The nonprofit advocacy organization Black Lives Matter now has its first official ad agency. The group has teamed with J. Walter Thompson New York to create a new beta site called Backing Black Business, a web tool to make discovering black-owned small businesses throughout the United States easier.
According to a statement, the new site is the start of the organization working with the agency to strategically plan their 2017 communications and events; a year which the organization wants to make about building black power. The agency aims to help establish the movement beyond the hashtag that made it famous.
Black Lives Matter co-founder Patrisse Cullors said in a statement, “We’re thrilled to partner with J. Walter Thompson and in particular this effort to uplift and sustain black businesses. Right now, we need to invest in black businesses more than ever.”

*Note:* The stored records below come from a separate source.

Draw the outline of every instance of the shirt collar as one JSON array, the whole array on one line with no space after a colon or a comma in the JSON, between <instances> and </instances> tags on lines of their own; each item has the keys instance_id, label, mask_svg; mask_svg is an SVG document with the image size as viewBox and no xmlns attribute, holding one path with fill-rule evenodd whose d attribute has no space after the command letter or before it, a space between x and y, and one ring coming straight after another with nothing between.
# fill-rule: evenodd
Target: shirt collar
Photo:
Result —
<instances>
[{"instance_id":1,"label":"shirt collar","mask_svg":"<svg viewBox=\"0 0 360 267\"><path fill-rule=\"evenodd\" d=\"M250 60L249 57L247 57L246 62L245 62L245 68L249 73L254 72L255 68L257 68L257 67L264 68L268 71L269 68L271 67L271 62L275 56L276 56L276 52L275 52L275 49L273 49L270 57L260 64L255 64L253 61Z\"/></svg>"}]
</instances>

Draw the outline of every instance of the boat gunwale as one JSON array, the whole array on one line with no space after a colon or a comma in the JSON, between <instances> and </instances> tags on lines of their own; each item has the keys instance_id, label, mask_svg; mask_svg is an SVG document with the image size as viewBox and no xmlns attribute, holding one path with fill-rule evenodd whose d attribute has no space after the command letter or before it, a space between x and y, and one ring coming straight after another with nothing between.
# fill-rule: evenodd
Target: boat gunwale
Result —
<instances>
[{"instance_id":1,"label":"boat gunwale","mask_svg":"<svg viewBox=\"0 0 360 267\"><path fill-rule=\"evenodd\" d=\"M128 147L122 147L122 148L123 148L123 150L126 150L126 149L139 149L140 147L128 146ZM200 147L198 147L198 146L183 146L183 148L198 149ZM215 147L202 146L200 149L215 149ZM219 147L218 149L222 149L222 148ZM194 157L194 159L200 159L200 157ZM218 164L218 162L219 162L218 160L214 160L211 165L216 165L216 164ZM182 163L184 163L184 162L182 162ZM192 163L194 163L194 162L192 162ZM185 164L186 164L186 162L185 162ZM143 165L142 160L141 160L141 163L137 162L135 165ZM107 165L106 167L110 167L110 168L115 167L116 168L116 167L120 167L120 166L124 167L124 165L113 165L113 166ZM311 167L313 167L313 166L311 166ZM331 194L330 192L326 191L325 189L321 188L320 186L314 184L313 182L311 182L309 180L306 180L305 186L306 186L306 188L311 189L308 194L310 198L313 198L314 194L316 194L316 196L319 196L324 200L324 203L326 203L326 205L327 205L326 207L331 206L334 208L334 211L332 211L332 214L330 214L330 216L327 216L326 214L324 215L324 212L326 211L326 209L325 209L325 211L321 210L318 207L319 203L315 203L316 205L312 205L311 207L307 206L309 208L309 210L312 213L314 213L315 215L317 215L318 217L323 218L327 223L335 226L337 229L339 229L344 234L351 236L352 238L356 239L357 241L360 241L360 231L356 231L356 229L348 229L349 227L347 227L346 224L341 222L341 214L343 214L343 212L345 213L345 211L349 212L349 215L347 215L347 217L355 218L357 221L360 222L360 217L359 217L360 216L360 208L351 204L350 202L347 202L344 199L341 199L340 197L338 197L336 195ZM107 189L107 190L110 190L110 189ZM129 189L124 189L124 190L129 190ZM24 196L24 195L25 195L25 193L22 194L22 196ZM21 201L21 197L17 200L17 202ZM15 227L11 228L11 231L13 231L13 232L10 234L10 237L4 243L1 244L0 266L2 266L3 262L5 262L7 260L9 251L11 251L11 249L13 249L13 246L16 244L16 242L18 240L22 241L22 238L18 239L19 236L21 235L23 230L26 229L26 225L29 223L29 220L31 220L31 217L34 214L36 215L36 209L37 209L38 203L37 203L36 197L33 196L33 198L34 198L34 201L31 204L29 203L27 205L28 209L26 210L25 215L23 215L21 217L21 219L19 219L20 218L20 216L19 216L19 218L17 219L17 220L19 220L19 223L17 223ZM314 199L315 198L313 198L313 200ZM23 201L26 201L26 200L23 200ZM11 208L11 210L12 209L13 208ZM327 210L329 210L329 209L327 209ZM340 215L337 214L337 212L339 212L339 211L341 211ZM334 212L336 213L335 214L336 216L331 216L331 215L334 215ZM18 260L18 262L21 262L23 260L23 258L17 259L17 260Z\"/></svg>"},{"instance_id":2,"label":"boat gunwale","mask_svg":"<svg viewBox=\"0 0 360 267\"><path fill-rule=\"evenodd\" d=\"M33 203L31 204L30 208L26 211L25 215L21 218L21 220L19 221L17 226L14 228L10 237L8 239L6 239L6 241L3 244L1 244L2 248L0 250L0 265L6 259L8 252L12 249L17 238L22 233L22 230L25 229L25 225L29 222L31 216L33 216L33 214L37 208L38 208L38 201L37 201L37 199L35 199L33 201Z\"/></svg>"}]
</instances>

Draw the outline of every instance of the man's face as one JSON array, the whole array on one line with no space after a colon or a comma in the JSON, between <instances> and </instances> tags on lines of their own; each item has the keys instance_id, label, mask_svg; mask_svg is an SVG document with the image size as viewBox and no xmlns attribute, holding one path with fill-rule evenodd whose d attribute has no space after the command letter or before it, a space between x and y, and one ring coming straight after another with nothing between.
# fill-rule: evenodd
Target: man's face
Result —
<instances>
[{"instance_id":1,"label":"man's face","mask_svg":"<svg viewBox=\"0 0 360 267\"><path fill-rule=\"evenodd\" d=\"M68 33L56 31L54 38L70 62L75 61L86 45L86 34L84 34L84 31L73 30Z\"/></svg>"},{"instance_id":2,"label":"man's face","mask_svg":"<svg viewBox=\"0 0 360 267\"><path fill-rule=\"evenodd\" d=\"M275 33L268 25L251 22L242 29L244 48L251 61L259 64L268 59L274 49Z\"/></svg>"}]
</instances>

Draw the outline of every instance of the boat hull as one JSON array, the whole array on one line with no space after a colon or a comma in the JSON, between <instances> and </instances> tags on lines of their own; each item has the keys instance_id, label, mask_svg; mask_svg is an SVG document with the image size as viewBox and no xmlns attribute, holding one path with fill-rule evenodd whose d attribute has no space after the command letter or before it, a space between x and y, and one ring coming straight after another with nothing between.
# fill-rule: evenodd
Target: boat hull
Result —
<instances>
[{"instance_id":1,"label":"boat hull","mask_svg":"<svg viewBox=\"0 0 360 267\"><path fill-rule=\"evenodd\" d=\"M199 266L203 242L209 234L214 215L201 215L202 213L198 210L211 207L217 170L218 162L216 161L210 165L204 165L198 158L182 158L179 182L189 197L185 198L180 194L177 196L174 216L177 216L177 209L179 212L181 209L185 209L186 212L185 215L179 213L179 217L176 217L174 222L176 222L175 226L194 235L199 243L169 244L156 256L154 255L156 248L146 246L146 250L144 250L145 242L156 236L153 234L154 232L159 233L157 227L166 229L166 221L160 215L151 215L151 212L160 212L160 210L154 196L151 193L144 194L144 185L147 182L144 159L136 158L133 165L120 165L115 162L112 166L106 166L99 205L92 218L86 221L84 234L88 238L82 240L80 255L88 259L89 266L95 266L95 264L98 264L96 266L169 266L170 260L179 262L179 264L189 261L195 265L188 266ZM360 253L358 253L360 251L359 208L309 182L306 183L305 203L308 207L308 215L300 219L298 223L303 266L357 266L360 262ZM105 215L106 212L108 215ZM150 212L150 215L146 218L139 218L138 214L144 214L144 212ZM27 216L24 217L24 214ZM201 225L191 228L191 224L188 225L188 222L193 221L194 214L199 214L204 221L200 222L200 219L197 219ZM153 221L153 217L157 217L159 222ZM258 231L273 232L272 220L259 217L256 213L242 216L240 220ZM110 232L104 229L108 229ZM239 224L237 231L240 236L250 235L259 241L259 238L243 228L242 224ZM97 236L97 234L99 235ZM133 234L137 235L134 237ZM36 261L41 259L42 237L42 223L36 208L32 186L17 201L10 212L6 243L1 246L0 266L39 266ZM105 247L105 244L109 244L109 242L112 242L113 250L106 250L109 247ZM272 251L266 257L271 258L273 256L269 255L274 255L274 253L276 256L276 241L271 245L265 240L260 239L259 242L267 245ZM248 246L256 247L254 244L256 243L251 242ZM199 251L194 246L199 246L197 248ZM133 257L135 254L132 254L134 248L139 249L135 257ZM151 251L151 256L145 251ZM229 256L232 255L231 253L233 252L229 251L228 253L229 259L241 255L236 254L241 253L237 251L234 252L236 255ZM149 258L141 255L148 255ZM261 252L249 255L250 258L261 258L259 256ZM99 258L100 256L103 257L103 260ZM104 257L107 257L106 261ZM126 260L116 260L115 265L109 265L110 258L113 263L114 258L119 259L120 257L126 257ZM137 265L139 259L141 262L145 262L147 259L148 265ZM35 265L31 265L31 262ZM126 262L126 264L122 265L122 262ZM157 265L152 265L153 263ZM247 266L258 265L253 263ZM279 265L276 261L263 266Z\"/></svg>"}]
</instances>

In an interview with Co.Create, J. Walter Thompson New York chief creative officer Brent Choi said the agency originally reached out to Black Lives Matter with an idea from a couple of its creative teams. “They loved the idea and energy from our team, this creative idea allowed us to start a conversation with them,” says Choi. “We had a few chemistry meetings and together decided to engage in a true long-term partnership. The idea for the Backing Black Businesses site came out of those follow-up meetings.”
It’s a partnership that comes at an interesting time for J. Walter Thompson, as the agency has spent the bulk of 2016 dealing with the fallout over a lawsuit filed in March by the agency’s chief communications officer Erin Johnson, claiming now ex-chairman-CEO Gustavo Martinez routinely made racist and sexist remarks. It’s been a stark reminder of the ad industry’s less-than impressive record on diversity.
The agency is working pro bono, much like agencies do with many nonprofit partners, but Choi says working with BLM has been very different from the other charity relations the agency has had. “There is no preconceived notion of what the roles of a creative agency and of a client are or should be,” he says. “They have been inspiring us creatively and in our ways of working; and at the same time we feel extremely fortunate because of their investment with our team and true partnership.”
For the first project, Choi says BLM was really interested in drawing attention to the large and often underestimated racial disparities in business ownership and give people the opportunity to use their dollars to support locally owned black businesses. “We also thought it was important to reframe the role of black-owned small businesses have for the black community as safe spaces, places which give back and offer a welcoming environment in uncertain political times,” says Choi. “The biggest creative challenge was to create a website that created great utility but also an intuitive user experience for both the consumer and business. In the end, we want Backing Black Businesses to become the biggest and most accessible black businesses database in the country.”